Hello, I am using Kafka Streams to create batches of all events received on a time window.
Below is the code snippet showing how I am implementing this functionality:
builder.stream(inputTopic, Consumed.with(Serdes.String(), Serdes.String()))
.groupByKey()
.windowedBy(TimeWindows.ofSize(120))
.aggregate(
() -> new TestDataList(),
this::aggregateEvent,
Materialized.with(Serdes.String(), Serdes.String())
)
.suppress(untilWindowCloses(unbounded()))
.toStream()
.to(outputTopic, Produced.with(Serdes.String(), Serdes.String()))
private TestDataList aggregateEvent(String key, String data, TestDataList list) {
list.add(new TestData(data));
return list;
}
Error encountered sending record to topic:
test-batch-config-KSTREAM-AGGREGATE-STATE-STORE-0000000001-changelog for task 0_0 due to:
org.apache.kafka.common.errors.RecordTooLargeException: The message is 1054490 bytes when serialized which is larger than 1048576, which is the value of the max.request.size configuration.
I’ve been reading about how to solve this and tried increasing the max.request.size
which works, but it seems this will need to be done every time the batch size increases, which is not ideal.

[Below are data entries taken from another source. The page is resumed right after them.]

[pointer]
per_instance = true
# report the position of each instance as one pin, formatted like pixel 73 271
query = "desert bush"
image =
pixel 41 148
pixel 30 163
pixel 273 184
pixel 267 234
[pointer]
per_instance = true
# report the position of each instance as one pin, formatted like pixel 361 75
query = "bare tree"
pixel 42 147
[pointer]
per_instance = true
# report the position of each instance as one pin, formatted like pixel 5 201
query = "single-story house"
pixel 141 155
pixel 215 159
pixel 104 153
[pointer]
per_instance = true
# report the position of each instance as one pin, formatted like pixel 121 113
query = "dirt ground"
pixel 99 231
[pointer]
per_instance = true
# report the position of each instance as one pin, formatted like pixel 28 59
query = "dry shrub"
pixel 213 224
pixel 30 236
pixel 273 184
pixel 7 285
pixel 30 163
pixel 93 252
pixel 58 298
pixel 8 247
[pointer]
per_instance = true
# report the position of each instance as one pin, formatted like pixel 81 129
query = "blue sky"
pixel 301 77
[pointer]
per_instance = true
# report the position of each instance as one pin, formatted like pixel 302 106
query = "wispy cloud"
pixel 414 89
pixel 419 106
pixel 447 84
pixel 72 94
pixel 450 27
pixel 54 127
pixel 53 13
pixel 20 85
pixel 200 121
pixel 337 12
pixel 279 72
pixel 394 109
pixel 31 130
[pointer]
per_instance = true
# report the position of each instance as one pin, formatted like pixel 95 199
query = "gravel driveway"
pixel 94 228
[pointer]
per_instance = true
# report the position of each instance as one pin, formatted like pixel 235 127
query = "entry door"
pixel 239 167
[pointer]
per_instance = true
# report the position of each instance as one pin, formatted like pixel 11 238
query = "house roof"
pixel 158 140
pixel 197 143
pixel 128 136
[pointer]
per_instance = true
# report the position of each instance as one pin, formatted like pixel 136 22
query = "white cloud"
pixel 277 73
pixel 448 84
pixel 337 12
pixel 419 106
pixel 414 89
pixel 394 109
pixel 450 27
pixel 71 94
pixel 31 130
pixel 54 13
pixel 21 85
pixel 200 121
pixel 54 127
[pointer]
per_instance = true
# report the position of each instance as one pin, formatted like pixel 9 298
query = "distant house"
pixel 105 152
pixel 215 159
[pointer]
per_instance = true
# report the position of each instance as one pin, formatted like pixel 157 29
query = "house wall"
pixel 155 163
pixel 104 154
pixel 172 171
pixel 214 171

I wonder if there is a way of dinamycally limiting the size of the message sent to changelog topic, on this case the batch being created in the aggregate
function, so that it does not exceed the maximum request size. Something like splitting the TestaDataList
object everytimes it reaches 100 messages and produce not one, but many of them ?
Things I’ve tried:
suppress
operator,
.suppress(untilTimeLimit(ofSeconds(120), maxBytes(100_000L).emitEarlyWhenFull()))
but it seems this just control the memory usage and does not limit the size of the message sent to the changelog topic.
- Also I tried inheriting
ProductionExceptionHandler
to handleRecordTooLargeException
and resend the splitted message from there but I am not sure which key to use.
Any advice or recommendation on how to handle this situation would be appreciated.